Need help writing a script to automate something

ErnieAlex · December 2, 2018, 5:08am

I do not understand why your files would disappear. But, it might be that you were loading files that had strange code in them that was causing other issues.

As you see by how small amount of code we now have working, you can do a lot if you just think out the logic of it ahead of time. We only use about a dozen lines of code to do this entire process. I have code that scrapes things off of sites like NFL scores and NFL schedules for my football pool. I have pulled weather reports out for others who needed just a certain area. Scraping is hard sometimes, but, for something like this use, it is easy enough… Let us know of your results of your testing… We can help if it does not!

SaranacLake · December 2, 2018, 5:21am

It’s because the Internet is full of crap coded pages and way too much Javascript!

In all my years working with computers, I have never seen a case where you save a file to your hdd, it has a file size, and then later when you open it the file disappears, or the page opens but when you quit out of your browser the .html file disappears.

At any rate, I now have a decent solution to strip out all the Javascript that causes issues when I try to read saved web pages.

I added an “Article name” field to this page, so that when your script runs, the filename is already named to the article name which saves me a few key strokes.
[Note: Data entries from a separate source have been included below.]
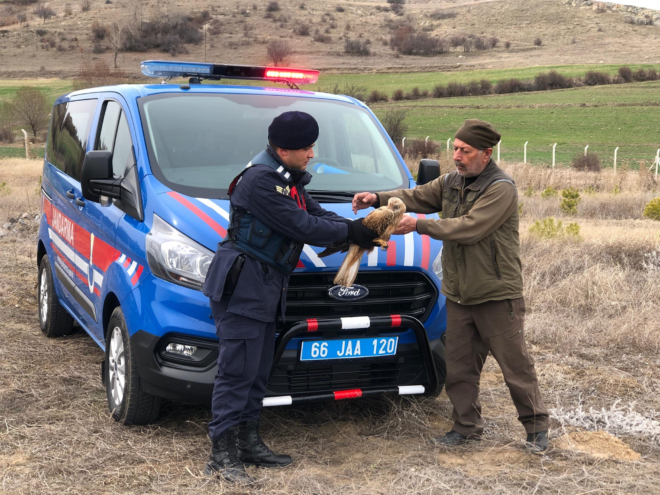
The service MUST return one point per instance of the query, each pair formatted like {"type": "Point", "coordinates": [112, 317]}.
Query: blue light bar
{"type": "Point", "coordinates": [160, 68]}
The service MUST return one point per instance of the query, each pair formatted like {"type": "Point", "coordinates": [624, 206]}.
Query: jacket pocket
{"type": "Point", "coordinates": [258, 234]}
{"type": "Point", "coordinates": [493, 255]}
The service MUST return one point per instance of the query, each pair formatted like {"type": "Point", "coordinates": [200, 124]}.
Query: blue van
{"type": "Point", "coordinates": [134, 203]}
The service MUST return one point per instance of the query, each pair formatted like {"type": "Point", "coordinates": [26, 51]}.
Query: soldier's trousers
{"type": "Point", "coordinates": [245, 357]}
{"type": "Point", "coordinates": [472, 331]}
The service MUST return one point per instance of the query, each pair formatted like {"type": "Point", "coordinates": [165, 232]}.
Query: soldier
{"type": "Point", "coordinates": [481, 279]}
{"type": "Point", "coordinates": [272, 218]}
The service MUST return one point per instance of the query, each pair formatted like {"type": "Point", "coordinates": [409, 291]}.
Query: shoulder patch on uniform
{"type": "Point", "coordinates": [283, 190]}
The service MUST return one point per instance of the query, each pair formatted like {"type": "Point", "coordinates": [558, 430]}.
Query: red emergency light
{"type": "Point", "coordinates": [199, 71]}
{"type": "Point", "coordinates": [298, 76]}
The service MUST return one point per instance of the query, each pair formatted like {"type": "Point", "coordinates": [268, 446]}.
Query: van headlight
{"type": "Point", "coordinates": [175, 257]}
{"type": "Point", "coordinates": [437, 264]}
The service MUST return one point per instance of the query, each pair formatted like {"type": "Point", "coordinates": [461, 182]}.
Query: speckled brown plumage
{"type": "Point", "coordinates": [383, 221]}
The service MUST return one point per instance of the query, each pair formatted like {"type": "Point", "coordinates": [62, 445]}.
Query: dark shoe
{"type": "Point", "coordinates": [253, 451]}
{"type": "Point", "coordinates": [224, 460]}
{"type": "Point", "coordinates": [452, 439]}
{"type": "Point", "coordinates": [537, 442]}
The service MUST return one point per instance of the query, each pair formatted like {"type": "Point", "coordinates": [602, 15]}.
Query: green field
{"type": "Point", "coordinates": [603, 117]}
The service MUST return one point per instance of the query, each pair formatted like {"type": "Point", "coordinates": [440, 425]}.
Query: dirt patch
{"type": "Point", "coordinates": [598, 444]}
{"type": "Point", "coordinates": [487, 463]}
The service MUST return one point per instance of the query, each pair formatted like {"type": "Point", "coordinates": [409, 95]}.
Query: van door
{"type": "Point", "coordinates": [65, 151]}
{"type": "Point", "coordinates": [99, 223]}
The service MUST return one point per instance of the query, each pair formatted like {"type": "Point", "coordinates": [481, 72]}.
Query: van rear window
{"type": "Point", "coordinates": [198, 143]}
{"type": "Point", "coordinates": [68, 135]}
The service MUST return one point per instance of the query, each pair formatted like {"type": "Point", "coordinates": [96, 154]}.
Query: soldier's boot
{"type": "Point", "coordinates": [224, 460]}
{"type": "Point", "coordinates": [537, 443]}
{"type": "Point", "coordinates": [253, 451]}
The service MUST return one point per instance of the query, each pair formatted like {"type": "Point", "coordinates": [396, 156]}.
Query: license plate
{"type": "Point", "coordinates": [348, 348]}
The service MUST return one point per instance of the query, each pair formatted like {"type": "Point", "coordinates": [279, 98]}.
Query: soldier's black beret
{"type": "Point", "coordinates": [293, 130]}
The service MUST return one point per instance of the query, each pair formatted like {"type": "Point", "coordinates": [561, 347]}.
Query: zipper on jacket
{"type": "Point", "coordinates": [510, 308]}
{"type": "Point", "coordinates": [493, 254]}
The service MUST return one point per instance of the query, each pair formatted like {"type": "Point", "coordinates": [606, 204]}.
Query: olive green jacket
{"type": "Point", "coordinates": [479, 230]}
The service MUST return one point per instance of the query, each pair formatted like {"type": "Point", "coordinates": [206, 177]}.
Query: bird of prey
{"type": "Point", "coordinates": [383, 221]}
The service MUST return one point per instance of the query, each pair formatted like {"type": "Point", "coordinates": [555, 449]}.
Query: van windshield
{"type": "Point", "coordinates": [198, 143]}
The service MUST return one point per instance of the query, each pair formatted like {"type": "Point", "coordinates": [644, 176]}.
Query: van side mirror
{"type": "Point", "coordinates": [429, 170]}
{"type": "Point", "coordinates": [97, 179]}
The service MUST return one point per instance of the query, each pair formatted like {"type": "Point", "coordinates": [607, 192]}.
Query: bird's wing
{"type": "Point", "coordinates": [337, 247]}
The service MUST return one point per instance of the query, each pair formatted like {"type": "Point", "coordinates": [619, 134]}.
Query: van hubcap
{"type": "Point", "coordinates": [43, 296]}
{"type": "Point", "coordinates": [117, 366]}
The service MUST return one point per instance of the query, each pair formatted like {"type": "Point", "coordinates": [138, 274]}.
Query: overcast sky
{"type": "Point", "coordinates": [649, 4]}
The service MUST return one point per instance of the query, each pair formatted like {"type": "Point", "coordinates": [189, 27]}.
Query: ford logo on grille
{"type": "Point", "coordinates": [354, 293]}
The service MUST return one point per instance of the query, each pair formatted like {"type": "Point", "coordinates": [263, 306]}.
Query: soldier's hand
{"type": "Point", "coordinates": [363, 200]}
{"type": "Point", "coordinates": [406, 225]}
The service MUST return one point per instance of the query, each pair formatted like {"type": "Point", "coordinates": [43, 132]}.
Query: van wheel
{"type": "Point", "coordinates": [54, 320]}
{"type": "Point", "coordinates": [128, 403]}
I’m sure there is more that I can do to pretty things up, but for now I think this solution will do.

Now I have about 200 web pages I have to resave…

But THANK YOU for all of your help, and saving me lost of wasted time!! (I was supposed to spend today getting my head back into a coding project from a few years ago, but I needed to get this fixed first because every day I save 5-10 articles and I am soooo backed up right now!!
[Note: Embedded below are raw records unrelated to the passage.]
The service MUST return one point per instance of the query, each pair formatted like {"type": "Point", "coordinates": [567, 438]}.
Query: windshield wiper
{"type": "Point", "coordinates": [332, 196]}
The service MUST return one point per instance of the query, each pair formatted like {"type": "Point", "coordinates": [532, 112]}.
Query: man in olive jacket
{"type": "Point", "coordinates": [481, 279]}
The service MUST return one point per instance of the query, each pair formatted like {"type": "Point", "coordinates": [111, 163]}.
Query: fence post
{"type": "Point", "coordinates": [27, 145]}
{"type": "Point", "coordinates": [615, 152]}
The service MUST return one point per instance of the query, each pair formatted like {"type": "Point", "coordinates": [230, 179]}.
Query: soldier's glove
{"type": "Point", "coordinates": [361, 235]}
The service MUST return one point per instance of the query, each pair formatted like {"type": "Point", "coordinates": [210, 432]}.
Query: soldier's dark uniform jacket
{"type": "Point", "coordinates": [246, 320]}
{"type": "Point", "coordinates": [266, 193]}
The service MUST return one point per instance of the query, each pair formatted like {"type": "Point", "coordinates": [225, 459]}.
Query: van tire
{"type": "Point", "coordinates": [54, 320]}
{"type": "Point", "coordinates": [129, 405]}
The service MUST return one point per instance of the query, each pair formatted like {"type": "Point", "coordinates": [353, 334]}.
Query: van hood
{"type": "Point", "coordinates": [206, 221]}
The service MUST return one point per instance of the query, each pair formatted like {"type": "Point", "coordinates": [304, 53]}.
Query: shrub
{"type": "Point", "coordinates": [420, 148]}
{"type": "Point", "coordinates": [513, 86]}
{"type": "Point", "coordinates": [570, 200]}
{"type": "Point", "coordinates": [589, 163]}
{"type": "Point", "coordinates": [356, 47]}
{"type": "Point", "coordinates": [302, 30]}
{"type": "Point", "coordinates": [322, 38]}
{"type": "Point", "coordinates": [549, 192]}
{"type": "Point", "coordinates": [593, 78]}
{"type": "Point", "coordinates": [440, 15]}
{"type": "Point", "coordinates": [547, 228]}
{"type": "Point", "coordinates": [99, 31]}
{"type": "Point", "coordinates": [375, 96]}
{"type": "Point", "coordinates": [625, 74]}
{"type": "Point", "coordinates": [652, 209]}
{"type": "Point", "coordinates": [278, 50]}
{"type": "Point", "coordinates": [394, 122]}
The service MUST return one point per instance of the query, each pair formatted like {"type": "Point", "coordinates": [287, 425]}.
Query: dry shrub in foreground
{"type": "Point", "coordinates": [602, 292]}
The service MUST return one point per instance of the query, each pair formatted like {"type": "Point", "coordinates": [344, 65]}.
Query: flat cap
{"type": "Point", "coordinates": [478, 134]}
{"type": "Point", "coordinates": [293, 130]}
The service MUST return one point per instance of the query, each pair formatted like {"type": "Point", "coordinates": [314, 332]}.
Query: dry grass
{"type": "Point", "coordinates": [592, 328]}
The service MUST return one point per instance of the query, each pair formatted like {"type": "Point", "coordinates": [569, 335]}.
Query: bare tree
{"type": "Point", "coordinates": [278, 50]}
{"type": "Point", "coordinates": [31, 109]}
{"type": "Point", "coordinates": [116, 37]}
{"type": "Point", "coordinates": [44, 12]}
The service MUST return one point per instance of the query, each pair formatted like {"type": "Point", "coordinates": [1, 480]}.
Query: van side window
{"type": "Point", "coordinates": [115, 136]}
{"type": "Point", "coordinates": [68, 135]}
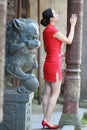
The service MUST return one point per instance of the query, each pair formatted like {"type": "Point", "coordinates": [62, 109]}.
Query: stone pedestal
{"type": "Point", "coordinates": [17, 110]}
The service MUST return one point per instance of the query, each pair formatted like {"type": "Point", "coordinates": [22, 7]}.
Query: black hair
{"type": "Point", "coordinates": [46, 15]}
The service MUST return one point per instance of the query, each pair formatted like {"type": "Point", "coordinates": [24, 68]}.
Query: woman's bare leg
{"type": "Point", "coordinates": [55, 91]}
{"type": "Point", "coordinates": [46, 98]}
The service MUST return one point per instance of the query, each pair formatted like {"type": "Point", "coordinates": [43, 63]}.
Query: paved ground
{"type": "Point", "coordinates": [37, 116]}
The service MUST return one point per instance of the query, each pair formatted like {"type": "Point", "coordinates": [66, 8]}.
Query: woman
{"type": "Point", "coordinates": [53, 39]}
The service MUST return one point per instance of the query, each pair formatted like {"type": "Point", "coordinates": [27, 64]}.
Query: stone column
{"type": "Point", "coordinates": [73, 61]}
{"type": "Point", "coordinates": [2, 51]}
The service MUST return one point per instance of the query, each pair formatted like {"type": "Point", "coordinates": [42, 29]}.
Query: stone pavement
{"type": "Point", "coordinates": [37, 116]}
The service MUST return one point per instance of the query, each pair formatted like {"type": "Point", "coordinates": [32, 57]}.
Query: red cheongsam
{"type": "Point", "coordinates": [53, 62]}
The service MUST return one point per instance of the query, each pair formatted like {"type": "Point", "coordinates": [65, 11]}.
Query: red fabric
{"type": "Point", "coordinates": [52, 46]}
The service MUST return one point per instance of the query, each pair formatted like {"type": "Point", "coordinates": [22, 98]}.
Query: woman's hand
{"type": "Point", "coordinates": [73, 19]}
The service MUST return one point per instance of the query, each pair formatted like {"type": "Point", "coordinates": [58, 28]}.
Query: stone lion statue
{"type": "Point", "coordinates": [22, 41]}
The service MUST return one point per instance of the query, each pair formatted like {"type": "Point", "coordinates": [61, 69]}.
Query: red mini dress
{"type": "Point", "coordinates": [53, 61]}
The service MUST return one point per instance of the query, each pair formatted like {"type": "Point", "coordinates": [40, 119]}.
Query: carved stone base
{"type": "Point", "coordinates": [17, 110]}
{"type": "Point", "coordinates": [70, 119]}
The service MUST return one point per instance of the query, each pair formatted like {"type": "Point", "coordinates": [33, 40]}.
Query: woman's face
{"type": "Point", "coordinates": [56, 18]}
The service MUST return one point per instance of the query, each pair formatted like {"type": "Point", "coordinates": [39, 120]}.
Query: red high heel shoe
{"type": "Point", "coordinates": [46, 124]}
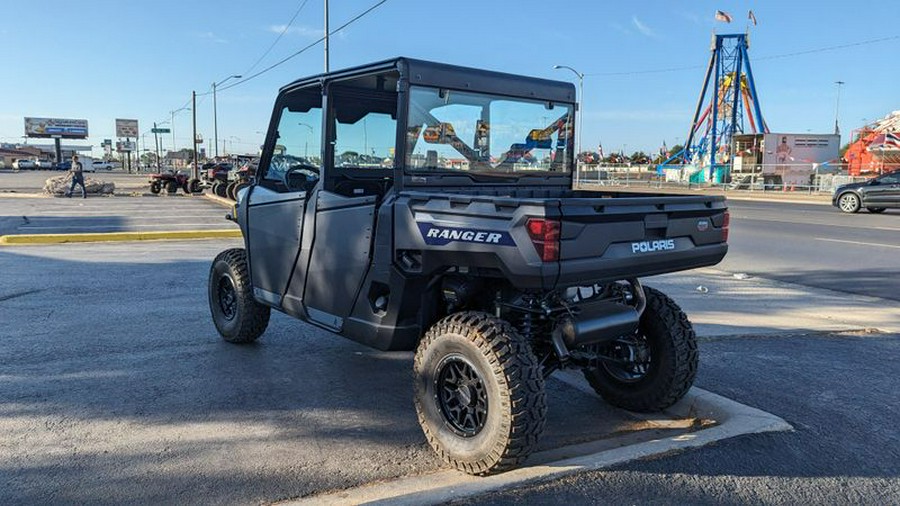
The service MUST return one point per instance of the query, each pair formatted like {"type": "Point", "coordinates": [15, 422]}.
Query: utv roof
{"type": "Point", "coordinates": [426, 73]}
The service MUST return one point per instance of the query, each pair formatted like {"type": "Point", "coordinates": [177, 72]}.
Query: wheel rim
{"type": "Point", "coordinates": [632, 359]}
{"type": "Point", "coordinates": [227, 297]}
{"type": "Point", "coordinates": [461, 395]}
{"type": "Point", "coordinates": [848, 203]}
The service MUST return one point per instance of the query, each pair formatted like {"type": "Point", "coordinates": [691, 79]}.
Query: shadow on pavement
{"type": "Point", "coordinates": [116, 387]}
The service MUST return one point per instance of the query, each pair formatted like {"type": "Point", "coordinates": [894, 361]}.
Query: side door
{"type": "Point", "coordinates": [890, 189]}
{"type": "Point", "coordinates": [362, 129]}
{"type": "Point", "coordinates": [286, 178]}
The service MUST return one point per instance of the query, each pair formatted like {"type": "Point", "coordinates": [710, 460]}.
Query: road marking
{"type": "Point", "coordinates": [860, 243]}
{"type": "Point", "coordinates": [440, 487]}
{"type": "Point", "coordinates": [119, 226]}
{"type": "Point", "coordinates": [795, 222]}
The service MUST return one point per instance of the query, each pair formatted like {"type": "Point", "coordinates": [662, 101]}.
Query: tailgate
{"type": "Point", "coordinates": [605, 239]}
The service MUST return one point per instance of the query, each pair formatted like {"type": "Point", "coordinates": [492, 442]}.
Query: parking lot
{"type": "Point", "coordinates": [118, 389]}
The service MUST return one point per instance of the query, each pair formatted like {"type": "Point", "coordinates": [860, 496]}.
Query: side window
{"type": "Point", "coordinates": [365, 142]}
{"type": "Point", "coordinates": [297, 155]}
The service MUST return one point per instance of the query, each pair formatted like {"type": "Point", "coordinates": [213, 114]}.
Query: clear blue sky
{"type": "Point", "coordinates": [103, 59]}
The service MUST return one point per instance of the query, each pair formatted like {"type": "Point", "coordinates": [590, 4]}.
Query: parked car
{"type": "Point", "coordinates": [24, 164]}
{"type": "Point", "coordinates": [875, 195]}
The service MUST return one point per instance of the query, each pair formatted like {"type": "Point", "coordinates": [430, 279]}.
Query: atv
{"type": "Point", "coordinates": [172, 181]}
{"type": "Point", "coordinates": [457, 234]}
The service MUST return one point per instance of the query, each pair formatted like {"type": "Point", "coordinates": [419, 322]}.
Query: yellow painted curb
{"type": "Point", "coordinates": [20, 239]}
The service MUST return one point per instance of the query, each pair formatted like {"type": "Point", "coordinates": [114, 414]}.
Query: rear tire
{"type": "Point", "coordinates": [221, 190]}
{"type": "Point", "coordinates": [479, 393]}
{"type": "Point", "coordinates": [849, 202]}
{"type": "Point", "coordinates": [663, 360]}
{"type": "Point", "coordinates": [236, 315]}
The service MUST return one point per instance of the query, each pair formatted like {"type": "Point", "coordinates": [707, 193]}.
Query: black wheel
{"type": "Point", "coordinates": [221, 190]}
{"type": "Point", "coordinates": [654, 368]}
{"type": "Point", "coordinates": [237, 316]}
{"type": "Point", "coordinates": [239, 187]}
{"type": "Point", "coordinates": [849, 202]}
{"type": "Point", "coordinates": [479, 393]}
If you are willing, I definitely could use some more help as I get back into web development.

Never thought I’d see the day where I would even forget HTML coding, but my mind is getting old and brittle!!!
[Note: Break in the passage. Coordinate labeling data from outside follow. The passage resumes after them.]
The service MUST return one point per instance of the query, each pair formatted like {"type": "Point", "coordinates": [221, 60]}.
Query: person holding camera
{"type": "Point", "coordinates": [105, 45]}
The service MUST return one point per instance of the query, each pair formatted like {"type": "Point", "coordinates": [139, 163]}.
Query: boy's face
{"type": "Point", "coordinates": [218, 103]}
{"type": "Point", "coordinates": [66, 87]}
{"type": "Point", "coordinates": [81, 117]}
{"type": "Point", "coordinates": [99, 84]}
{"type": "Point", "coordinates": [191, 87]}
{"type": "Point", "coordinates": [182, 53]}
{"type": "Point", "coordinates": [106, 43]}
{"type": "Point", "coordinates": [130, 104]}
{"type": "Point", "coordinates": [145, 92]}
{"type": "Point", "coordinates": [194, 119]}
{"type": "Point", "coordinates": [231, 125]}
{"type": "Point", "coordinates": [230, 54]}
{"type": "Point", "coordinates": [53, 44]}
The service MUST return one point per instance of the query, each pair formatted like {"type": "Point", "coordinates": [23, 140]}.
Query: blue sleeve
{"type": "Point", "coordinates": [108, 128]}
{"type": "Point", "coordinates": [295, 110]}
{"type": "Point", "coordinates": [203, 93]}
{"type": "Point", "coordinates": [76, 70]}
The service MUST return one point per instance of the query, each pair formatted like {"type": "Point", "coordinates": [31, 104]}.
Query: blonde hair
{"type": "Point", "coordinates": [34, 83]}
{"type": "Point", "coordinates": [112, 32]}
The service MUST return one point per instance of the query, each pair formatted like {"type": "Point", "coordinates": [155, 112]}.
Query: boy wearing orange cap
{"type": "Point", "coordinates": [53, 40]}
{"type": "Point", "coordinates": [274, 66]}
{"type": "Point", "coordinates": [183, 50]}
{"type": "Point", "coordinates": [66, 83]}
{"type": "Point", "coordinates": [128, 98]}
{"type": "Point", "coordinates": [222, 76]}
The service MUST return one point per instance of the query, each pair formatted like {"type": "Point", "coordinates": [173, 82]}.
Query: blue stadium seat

Hopefully I can get back to where I was 3-4 years ago, when I think iw as pretty good at things.

Thanks again!!

ErnieAlex · December 2, 2018, 5:29am

You know, I was thinking out files disappearing… It could be because it was saved as a temporary file.
Those are erased after use. But, I would have to see the code you used for it. But, kind of not important now, I guess…

No problem! Glad to help you! And, there are several others on this site that are aces, a few much better than me. So, when you get your next issue, create a new post and one of us will help you. I am here a lot as I just love helping everyone with their programming puzzles…

SaranacLake · December 2, 2018, 5:38am

Ernie,

[quote=“ErnieAlex, post:23, topic:27724, full:true”]
You know, I was thinking out files disappearing… It could be because it was saved as a temporary file. Those are erased after use. But, I would have to see the code you used for it. But, kind of not important now, I guess…[/quote]

No…

I went into Firefox and surfed to a web page, decided to save it, choose File > Save Page As, gave it a name, and saved it to my computer. Then I went to Finder, and the file was there with a file size. There was a my-article-name.html file and a my-article-name_files folder. I would double-click on the .html file and either it would instantly disappear, or the page would open okay, but once I quit out of Firefox the .html would diappear before my eyes.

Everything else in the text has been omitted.